The real provider tests do require a real database, which means they are slower. Run them in CI against a test instance. Run the fake-only suite locally during development. The split is explicit and deliberate: fast feedback during iteration, full contract verification before merge.

The upshot is that the distinction between "unit test" and "end-to-end test" collapses. Both are function calls. Both run in milliseconds. Both give you a stack trace when they fail, pointing at the line that broke, not at a container log you have to go find. A suite of hundreds of these tests runs in seconds. Developers run it on every save. The feedback loop that used to be "push and wait for CI" becomes immediate.

The Path to Continuous Deployment

Continuous deployment is one of those goals that most teams agree with in principle and struggle to reach in practice. The bottleneck is almost always confidence: the test suite does not cover enough, or it takes too long, or it is unreliable enough that a red build no longer means something is broken. Any of these conditions forces a human gate before production. The gate accumulates. Deployments become events rather than routine.

Fakability removes each of these blockers directly. The fake suite runs in seconds. Contract tests run alongside in CI, scoped to verifying provider contracts in isolation. A test against fakes cannot fail due to a slow container, dirty staging data, or an external API returning a 429; the only infrastructure-related reason a fake-based test fails is that the application logic is wrong. When a red build reliably means broken code, you trust it. When you trust it, you can act on it automatically.

The resulting pipeline is straightforward: fake suite on every push, contract tests in CI, and if both pass the build is a candidate for deployment. No manual testing phase. No release manager coordinating a deployment window. No "we'll do a proper test pass on Friday." Deployment becomes the automatic consequence of a green build rather than a separate, anxiety-inducing activity.

The AI Agent Angle

AI agents need a bounded, deterministic context to operate reliably.
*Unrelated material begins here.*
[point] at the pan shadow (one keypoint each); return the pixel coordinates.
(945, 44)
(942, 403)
This is not theoretical. OpenAI's engineering team documented it directly in Harness Engineering: strict architectural boundaries with clear layering are "an early prerequisite" for agent-driven development. An agent that calls real infrastructure encounters flaky tests, rate limits, side effects from previous runs, and state that does not reset cleanly between iterations. The unpredictability compounds. The agent hallucinates about infrastructure state. The iteration loop slows to the speed of production.
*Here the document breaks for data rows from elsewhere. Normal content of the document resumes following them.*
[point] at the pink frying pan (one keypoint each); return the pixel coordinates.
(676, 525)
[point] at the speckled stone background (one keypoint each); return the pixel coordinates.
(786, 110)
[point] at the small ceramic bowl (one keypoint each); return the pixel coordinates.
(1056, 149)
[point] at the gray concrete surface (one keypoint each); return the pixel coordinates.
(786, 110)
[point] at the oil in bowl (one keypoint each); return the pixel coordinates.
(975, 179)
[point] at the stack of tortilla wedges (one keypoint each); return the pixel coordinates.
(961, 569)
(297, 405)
The fake context is the harness. An agent working against make_test_context() calls real application code, exercises real domain logic, and sees real domain behaviour. It never touches real infrastructure. Side effects are contained. State resets between runs. Determinism is guaranteed.
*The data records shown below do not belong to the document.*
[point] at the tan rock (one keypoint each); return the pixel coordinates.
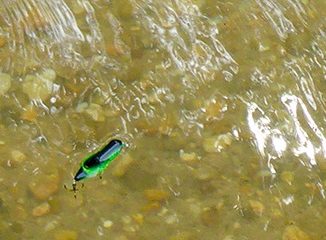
(2, 41)
(44, 187)
(66, 235)
(156, 195)
(41, 210)
(188, 157)
(5, 83)
(294, 233)
(257, 207)
(122, 165)
(18, 156)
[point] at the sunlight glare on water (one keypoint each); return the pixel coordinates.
(221, 105)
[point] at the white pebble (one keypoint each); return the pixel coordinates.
(5, 83)
(107, 223)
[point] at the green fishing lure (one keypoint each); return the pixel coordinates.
(95, 164)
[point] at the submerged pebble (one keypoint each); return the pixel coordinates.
(122, 166)
(2, 41)
(294, 233)
(17, 156)
(217, 143)
(66, 235)
(107, 223)
(39, 86)
(257, 207)
(41, 210)
(181, 236)
(5, 83)
(156, 195)
(45, 187)
(209, 216)
(188, 157)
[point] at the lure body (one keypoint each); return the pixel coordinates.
(96, 163)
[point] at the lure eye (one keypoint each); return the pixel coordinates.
(93, 161)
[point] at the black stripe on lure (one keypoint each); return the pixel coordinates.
(95, 164)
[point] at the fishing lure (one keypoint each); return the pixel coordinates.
(95, 164)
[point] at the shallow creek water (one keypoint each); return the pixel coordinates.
(222, 104)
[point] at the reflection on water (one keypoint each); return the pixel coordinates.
(222, 104)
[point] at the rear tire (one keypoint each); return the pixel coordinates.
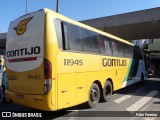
(107, 91)
(94, 95)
The same discipline that makes developers fast makes agents reliable. A codebase where every external dependency is behind a clean interface, where the full system can be exercised with a constructor call, where fakes are maintained as first-class implementations: that is a codebase an agent can work with. Complexity wastes context. Coupling wastes time. Fakability is what removes both.

This axis is new. Two years ago, "AI legibility" was not a consideration in architecture decisions. It will matter more every year.

Summary

Design your boundaries so that every external concern sits behind an interface your application cannot see through. The payoff is layered: end-to-end coverage at unit test speed; contract tests that keep fakes honest and make the interface explicit; a pipeline fast and reliable enough to remove the human gate before production; and a codebase legible enough for an AI agent to iterate against without hitting real infrastructure.

The fakes in this series have been present from the start. Name the strategy, enforce the discipline, and the test suite becomes something you trust rather than something you tolerate.